Cyber Risk | Episode 5 | Data protection litigation: Key trends and lessons

Nitsan Green and Johnson Zhuang dive into the current litigation landscape around GDPR and data protection claims, examining how businesses can prepare for and respond to the growing wave of data subject litigation.

With cyber incidents continuing to spark legal challenges, our speakers break down how compensation claims under the GDPR are evolving - and what that means for organisations facing both regulatory and reputational risk.

Other key takeaways they explore:

• Why a personal data breach does not automatically equal a breach of the GDPR, and how case law such as Morrisons and Lloyd v Google is shaping outcomes.

• The limits of claims based on misuse of private information and breach of confidence, particularly in light of Warren v DSG.

• How courts are considering what actually happened to compromised data, including whether it was accessed or read - a point under scrutiny in the Farley v Paymaster (Equiniti) High Court decision, which is currently under appeal.

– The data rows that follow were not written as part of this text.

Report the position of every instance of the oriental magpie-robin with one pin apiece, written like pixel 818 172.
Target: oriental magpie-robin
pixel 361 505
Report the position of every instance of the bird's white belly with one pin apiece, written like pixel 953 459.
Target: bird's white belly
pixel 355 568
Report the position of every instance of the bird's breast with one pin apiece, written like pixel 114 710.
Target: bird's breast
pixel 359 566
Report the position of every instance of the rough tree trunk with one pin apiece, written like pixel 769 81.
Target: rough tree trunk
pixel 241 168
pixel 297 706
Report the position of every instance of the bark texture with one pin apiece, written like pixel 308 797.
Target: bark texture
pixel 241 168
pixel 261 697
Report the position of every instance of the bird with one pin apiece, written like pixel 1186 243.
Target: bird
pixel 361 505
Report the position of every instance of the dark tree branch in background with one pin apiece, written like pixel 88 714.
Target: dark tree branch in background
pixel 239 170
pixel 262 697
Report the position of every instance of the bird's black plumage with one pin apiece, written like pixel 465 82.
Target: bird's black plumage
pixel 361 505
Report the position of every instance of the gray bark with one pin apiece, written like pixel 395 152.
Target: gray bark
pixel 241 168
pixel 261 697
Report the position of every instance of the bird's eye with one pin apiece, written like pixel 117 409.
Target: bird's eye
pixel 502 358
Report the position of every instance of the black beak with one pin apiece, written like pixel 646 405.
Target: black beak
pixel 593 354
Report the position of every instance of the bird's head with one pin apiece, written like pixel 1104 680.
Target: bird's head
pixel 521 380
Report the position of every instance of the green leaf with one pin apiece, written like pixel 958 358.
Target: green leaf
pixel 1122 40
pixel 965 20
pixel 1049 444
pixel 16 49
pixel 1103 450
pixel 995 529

• How claimant firms are increasingly quick to mobilise after high-profile breaches, often adopting no-win, no-fee models to encourage mass claims.

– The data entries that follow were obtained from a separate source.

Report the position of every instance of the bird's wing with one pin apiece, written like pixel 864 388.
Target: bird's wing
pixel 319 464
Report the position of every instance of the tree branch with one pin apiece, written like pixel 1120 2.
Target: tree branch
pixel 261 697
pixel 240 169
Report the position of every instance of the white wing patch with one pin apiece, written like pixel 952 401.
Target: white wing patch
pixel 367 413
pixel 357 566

• The broader direction of litigation, including collective actions like Gormson v Meta, which push beyond traditional GDPR claims.

Nitsan and Johnson also share practical steps for businesses: from thinking ahead and managing litigation risk early, to scrutinising the validity of individual claims and developing a sound response strategy.

Note: This episode was recorded prior to the Equiniti Court of Appeal decision. We will be following up with a second podcast to discuss the judgment and its implications.